Nargis, who is now 28, is pursuing a master’s degree in natural resources management at the Asian Institute of Technology in Thailand. One of 200 scholarship recipients under the Higher Education Development Project (HEDP), she believes she could not have pursued her dream without the project’s help.
“With HEDP support, I am studying in a good international university in Thailand,” Nargis says. “I have learned a lot and feel my master’s degree will improve my teaching abilities and when I come back to Afghanistan, I will be able to teach my students much more efficiently.”
HEDP aims to increase access to higher education in Afghanistan, as well as improve its quality and relevance. It has been implemented by the Ministry of Higher Education (MoHE) since July 2015, with funding support by the Afghanistan Reconstruction Trust Fund (ARTF).

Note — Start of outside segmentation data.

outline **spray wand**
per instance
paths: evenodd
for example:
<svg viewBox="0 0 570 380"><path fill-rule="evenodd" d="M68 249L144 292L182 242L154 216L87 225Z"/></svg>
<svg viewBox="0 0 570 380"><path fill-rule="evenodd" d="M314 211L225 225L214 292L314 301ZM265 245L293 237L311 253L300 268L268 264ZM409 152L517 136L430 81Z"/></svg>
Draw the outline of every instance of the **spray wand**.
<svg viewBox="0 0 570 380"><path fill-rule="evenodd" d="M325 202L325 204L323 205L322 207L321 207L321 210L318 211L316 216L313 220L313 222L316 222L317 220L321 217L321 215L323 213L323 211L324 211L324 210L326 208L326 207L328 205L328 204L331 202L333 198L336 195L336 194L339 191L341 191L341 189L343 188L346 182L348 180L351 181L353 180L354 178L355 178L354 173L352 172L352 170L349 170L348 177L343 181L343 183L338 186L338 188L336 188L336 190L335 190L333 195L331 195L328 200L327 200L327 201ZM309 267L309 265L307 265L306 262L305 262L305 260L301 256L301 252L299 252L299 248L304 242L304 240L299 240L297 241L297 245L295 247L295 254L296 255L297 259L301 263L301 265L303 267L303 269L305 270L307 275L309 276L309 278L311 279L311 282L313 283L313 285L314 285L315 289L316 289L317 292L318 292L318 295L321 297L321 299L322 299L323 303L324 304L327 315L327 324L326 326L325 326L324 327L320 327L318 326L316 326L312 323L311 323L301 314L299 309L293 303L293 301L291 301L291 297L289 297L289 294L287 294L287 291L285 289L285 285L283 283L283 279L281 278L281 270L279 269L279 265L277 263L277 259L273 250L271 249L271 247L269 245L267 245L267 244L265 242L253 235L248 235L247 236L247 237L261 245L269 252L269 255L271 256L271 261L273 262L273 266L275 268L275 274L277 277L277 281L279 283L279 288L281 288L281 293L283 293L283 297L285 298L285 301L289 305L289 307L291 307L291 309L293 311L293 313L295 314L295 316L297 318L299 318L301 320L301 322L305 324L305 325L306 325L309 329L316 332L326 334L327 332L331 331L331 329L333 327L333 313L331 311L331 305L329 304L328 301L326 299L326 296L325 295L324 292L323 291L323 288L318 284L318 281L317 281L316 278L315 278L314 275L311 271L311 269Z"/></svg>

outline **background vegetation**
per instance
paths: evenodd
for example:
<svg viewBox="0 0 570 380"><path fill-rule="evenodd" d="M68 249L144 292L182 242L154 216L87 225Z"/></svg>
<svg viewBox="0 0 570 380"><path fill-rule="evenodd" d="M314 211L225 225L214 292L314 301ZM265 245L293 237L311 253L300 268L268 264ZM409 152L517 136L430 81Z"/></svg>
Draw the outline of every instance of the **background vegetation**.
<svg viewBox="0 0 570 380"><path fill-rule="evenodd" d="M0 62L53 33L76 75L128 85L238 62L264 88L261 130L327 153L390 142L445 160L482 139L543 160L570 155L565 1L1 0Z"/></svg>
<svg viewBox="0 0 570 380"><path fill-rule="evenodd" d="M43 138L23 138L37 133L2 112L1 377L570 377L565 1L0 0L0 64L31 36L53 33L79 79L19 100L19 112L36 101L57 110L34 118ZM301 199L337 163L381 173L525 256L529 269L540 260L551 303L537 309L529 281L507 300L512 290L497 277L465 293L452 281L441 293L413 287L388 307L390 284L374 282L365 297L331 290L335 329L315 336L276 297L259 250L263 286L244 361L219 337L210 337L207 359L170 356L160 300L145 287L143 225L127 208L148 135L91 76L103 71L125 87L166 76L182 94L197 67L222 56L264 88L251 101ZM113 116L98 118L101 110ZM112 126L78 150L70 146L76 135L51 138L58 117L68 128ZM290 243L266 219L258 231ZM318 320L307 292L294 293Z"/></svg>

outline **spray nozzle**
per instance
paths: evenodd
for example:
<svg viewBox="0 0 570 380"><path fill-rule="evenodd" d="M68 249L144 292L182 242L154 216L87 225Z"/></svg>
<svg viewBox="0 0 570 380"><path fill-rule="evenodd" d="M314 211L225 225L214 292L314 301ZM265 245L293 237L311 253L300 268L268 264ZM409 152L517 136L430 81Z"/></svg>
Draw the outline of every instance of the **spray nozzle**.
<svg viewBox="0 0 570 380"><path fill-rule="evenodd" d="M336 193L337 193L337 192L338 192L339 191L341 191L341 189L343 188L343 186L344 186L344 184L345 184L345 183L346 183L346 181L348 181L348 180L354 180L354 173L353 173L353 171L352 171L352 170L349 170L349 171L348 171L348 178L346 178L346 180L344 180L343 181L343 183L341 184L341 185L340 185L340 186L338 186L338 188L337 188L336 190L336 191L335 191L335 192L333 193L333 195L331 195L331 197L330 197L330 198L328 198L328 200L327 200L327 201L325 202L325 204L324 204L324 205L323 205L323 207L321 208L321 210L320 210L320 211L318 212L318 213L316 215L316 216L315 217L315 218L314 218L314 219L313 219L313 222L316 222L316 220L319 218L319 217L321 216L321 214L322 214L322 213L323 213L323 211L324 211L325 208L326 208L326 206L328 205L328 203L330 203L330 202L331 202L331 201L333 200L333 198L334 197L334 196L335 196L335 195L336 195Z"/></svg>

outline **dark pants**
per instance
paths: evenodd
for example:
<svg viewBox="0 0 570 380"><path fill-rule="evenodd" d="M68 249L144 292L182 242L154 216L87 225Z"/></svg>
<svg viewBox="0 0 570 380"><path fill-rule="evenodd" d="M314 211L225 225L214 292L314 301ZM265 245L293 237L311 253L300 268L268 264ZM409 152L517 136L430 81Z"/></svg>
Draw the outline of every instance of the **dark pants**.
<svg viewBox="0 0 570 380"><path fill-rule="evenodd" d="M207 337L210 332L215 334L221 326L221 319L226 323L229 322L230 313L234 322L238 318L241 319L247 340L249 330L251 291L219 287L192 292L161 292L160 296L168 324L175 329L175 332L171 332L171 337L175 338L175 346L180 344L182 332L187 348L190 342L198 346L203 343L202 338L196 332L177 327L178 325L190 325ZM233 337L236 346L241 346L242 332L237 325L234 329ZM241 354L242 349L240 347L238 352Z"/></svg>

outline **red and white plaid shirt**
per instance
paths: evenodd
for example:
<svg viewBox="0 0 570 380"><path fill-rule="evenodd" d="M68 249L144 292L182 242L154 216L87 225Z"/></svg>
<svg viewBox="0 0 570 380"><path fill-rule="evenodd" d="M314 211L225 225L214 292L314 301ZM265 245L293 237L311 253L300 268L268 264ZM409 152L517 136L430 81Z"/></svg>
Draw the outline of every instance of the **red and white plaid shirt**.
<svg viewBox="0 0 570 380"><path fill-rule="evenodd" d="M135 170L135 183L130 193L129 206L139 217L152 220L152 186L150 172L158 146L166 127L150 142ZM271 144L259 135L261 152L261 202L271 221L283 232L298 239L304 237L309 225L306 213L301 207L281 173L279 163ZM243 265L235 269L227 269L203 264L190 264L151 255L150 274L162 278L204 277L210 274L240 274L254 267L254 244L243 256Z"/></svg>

One of the ways HEDP is working to achieve this goal is through capacity building at all levels within the public university system, such as the scholarships for lecturers who want to purse postgraduate degrees to further their academic skills and qualifications.
Afghanistan has 36 public universities and institutes of higher education across the country, most of which were established or re-established only within the past decade. One of the most critical challenges they face is the lack of well-qualified lecturers—as high as around 60 percent of all lecturers in public universities hold only a bachelor’s degree. Based on the MoHE second National Higher Education Strategic Plan, 2016-2020, all university lecturers require at least a master’s degree by 2021.
HEDP is working to change the old system of higher education to a more modern one to increase its relevance and efficacy. “Through HEDP we would like to transform the old and traditional systems that are being used in public universities with a modernized and internationally recognized system, with serious attention to female participation,” says. Noor, director of MoHE.